Downtown Miami Downtown Miami

MIAMI—In a special keynote session, the University of Miami’s fifth annual Real Estate Impact conference brought together two commercial real estate industry titans for a candid discussion about the state of the markets. Howard Lorber, president and CEO of the Vector Group (majority owner of Douglas Elliman Realty), interviewed Jon Gray, global head of real estate for the Blackstone Group, a multinational private equity, investment banking, alternative asset management and financial services company based in New York City.

Blackstone has $94 billion in equity under management, $175 billion in assets, and a portfolio of 50,000 single-family homes in 13 states. One third of those homes are in Florida and Gray called Miami the firm’s biggest market by value.

“We’ve gotten so big because we’ve delivered strong returns,” Gray said. “We can never lose sight of that. I have to spend most of my time finding where to invest capital. Making sure you are doing right by your talent—growing and retaining talent—is important but clearly investing is where I spend most of my time.”

As Gray tells it, Blackstone—which manages large pools of capital primarily for pension funds—started snapping up public companies in the early 2000s. That’s when the company stumbled on the idea that it could increase the quality of commercial real estate by bringing in strong management teams.

“Coming out of the [2008] crisis, we liked housing,” Gray said. “We liked pan European logistics. We built a great management team and went all in. When we find something we like we put a lot of chips on the table and we create a great team to put behind it. The business has evolved from just investing to a much more active firm.”

Of course, Blackstone has suffered losses. The company saw profits shrink by 70% in the fourth quarter of 2015 in the face of a weak stock market. The company also took a hit on its stake in the Hilton hotel chain. Hilton Worldwide Holdings has lost $2.3 billion in value since Sept. 2015.

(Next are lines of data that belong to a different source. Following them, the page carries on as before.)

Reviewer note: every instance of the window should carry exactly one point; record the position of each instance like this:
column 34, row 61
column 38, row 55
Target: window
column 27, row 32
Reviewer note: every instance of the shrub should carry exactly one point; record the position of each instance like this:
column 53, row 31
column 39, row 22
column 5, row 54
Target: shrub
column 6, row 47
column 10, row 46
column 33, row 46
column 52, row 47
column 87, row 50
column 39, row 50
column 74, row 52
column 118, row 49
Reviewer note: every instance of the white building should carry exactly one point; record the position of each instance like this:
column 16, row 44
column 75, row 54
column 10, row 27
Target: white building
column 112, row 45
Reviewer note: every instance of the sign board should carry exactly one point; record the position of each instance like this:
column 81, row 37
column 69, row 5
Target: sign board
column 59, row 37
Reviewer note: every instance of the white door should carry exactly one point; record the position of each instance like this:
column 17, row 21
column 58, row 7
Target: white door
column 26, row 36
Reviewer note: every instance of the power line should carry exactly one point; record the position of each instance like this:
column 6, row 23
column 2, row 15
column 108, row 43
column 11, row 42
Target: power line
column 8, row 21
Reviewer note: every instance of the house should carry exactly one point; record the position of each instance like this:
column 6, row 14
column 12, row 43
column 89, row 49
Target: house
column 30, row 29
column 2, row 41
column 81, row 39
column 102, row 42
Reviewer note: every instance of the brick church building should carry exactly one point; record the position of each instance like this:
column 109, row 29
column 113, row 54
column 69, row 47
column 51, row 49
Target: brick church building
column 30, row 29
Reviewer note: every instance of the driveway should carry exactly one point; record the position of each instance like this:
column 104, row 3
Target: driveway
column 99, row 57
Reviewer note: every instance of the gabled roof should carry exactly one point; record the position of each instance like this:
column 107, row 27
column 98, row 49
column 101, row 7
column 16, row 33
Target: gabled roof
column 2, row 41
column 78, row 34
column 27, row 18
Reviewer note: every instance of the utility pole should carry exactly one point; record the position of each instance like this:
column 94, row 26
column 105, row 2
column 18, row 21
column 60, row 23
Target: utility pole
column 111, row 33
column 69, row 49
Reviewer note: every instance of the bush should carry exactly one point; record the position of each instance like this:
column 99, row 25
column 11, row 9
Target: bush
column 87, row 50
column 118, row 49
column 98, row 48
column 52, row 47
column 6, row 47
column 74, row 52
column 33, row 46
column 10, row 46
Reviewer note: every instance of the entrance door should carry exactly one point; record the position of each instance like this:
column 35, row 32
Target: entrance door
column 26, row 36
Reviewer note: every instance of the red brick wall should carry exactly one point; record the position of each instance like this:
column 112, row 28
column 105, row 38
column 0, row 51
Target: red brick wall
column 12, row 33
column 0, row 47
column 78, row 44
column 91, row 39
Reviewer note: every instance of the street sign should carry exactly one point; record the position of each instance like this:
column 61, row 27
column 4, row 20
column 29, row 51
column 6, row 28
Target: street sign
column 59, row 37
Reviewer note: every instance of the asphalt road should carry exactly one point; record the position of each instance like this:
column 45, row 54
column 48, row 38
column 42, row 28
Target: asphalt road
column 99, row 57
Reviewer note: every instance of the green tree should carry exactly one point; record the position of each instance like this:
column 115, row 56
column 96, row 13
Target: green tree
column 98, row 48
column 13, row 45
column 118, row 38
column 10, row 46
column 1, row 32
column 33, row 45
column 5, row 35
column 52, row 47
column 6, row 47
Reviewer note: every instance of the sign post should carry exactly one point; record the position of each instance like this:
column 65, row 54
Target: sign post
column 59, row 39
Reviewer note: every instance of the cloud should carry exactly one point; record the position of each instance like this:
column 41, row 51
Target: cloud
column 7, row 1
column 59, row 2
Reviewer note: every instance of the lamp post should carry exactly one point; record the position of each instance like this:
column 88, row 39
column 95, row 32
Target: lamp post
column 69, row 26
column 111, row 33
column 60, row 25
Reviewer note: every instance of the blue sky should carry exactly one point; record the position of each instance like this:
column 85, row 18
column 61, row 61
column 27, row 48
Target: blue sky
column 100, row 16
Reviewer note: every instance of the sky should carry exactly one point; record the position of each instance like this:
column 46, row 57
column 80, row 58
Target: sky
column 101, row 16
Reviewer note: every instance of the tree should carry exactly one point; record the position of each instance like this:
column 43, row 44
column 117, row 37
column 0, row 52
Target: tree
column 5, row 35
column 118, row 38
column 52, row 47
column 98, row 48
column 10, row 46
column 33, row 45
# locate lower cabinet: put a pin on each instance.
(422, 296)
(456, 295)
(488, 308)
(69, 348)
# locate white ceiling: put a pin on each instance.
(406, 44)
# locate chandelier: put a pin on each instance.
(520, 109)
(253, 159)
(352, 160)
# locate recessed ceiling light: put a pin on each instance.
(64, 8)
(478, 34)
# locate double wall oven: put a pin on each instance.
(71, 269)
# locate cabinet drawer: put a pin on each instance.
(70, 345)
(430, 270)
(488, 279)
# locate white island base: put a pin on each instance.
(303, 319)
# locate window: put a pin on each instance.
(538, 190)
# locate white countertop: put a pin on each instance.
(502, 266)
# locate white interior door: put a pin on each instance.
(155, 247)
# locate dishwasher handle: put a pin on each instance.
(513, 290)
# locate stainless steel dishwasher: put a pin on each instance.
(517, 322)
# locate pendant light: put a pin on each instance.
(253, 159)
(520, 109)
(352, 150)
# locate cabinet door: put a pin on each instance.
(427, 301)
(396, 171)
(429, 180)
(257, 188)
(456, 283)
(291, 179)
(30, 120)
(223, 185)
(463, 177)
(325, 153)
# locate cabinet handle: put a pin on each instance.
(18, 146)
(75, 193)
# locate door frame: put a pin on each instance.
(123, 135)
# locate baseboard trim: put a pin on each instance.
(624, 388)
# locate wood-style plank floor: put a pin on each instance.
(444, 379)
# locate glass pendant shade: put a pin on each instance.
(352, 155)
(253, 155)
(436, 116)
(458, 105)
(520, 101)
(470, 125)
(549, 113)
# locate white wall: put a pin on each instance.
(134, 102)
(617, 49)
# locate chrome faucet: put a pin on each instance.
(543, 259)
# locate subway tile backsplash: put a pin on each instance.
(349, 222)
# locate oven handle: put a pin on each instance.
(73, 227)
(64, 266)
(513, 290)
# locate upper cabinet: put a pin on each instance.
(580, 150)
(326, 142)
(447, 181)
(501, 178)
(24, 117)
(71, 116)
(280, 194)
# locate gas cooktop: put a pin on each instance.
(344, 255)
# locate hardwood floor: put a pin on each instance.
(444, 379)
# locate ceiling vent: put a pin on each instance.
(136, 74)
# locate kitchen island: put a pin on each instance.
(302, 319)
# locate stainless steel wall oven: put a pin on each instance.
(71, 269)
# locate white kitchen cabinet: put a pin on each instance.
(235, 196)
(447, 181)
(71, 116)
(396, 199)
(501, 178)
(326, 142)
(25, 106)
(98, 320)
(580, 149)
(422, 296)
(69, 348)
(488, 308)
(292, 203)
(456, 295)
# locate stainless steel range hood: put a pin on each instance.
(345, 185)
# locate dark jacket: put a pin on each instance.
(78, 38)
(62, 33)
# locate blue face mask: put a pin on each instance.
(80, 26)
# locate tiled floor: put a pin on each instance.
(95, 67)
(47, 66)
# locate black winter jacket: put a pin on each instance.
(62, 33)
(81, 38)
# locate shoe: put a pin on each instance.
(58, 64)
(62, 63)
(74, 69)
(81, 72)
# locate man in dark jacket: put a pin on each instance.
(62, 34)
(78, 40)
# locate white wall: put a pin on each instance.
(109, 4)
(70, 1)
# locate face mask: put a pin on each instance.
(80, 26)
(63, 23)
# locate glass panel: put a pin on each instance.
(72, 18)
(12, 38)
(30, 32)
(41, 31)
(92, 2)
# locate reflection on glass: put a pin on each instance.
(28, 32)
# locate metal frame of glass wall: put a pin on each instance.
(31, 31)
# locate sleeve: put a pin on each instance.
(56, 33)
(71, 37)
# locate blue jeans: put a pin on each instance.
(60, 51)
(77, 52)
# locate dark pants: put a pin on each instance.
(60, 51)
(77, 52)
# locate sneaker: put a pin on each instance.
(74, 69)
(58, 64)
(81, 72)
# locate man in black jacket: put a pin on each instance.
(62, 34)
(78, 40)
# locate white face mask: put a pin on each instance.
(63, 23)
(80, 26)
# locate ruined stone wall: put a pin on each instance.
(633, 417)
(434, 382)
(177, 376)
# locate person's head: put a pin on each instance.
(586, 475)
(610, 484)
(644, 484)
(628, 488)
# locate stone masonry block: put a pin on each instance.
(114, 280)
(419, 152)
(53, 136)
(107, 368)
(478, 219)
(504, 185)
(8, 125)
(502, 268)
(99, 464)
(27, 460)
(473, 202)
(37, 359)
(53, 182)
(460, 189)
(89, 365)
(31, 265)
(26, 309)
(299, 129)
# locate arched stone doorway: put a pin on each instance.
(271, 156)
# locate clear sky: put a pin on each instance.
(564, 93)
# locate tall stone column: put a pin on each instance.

Lorber asked Gray what has kept the company calm in the midst of tumultuous markets like the Great Recession in 2008. Gray’s response: All of the company’s losses were unrealized.

“When you are heading into a tough period you just don’t want to be forced to sell at the wrong time,” Gray said. “We knew we had time on the debt. We had reserves on our fund and we believed what had occurred was cyclical in nature and not the end of the world. What kept us calm was knowing we had a good underlying business. We had good capital structures an we believed things would come back.”

Lorber and Gray discussed the “R” word—recession. Gray flatly stated that he doesn’t see a recession hitting the United States this year. Rather, he believes the markets are seeing another wave ripple from the 2007-2008 financial crisis, with lots of new supply coming online globally as demand is slowing.

“We still see good fundamentals in the US real estate market,” Gray said. “We would expect to see pretty good rental growth this year, as well as occupancy cash flow. You could see a year of very modest increase in value but the idea is that you are going to see a sharp decline with those fundamentals doesn’t seem reasonable to us.

Drilling down into Miami, Lorber said in Miami “the market for overpriced condominiums has definitely slowed down… In Miami on the beach or in New York on the park, there are more $20 million buyers than $40 million buyers, and more $10 million [buyers] than $5 million, and more $2 million than $5 million… “I think the hardest thing to find in Miami is a lot, either on the water or off.”

Gray agreed, but he’s still bullish on Florida thanks to its population growth an on Miami in particular.  “We love great cities where people love to work and visit and travel,” he said. “Miami clearly qualifies. It’s a gateway to Latin America and the city keeps getting better and better. In Miami in particular, we’d like to try to buy real estate in a period of volatility and hold it for long periods of time.”